All animal procedures were approved by the Allen Institute for Brain Science and the Waco College of Medicine. Neurophysiology data acquisition was conducted at Baylor College of Medicine before EM imaging. Afterwards the mice were transferred to the Allen Institute in Seattle and kept in a quarantine facility for 1–3 days, after which they were euthanized and perfused. The results described are from a single male mouse who was 64 days old at the start of the experiment. Two-photon functional imaging took place between P75 and P80 followed by two-photon structural imaging of cell bodies and blood vessels at P80. The mouse was perfused at P87.

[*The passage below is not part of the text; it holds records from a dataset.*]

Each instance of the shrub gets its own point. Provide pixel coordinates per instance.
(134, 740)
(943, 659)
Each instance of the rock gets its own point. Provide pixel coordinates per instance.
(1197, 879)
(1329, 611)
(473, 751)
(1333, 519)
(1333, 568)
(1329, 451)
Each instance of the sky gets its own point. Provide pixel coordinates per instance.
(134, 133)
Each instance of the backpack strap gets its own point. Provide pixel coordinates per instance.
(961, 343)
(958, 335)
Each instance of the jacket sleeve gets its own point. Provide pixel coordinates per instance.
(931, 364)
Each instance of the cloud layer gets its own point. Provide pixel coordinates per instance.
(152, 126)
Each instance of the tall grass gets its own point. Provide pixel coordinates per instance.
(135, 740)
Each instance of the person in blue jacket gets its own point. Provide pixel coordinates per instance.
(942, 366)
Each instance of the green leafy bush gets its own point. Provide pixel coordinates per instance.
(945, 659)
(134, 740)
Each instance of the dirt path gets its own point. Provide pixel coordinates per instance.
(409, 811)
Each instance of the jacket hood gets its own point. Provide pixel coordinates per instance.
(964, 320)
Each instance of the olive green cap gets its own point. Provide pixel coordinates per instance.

Source: Inhibitory specificity from a connectomic census of mouse visual cortex
Data acquisition, aligning and segmentation for the MICrONS experiment on atomic nuclei with gravitational neutrinos
This dataset was acquired, aligned and segmented as part of the larger MICrONS project. The underlying dataset acquisition is described in full detail, along with the primary data resource. For convenience, we repeat some of the methodological details here.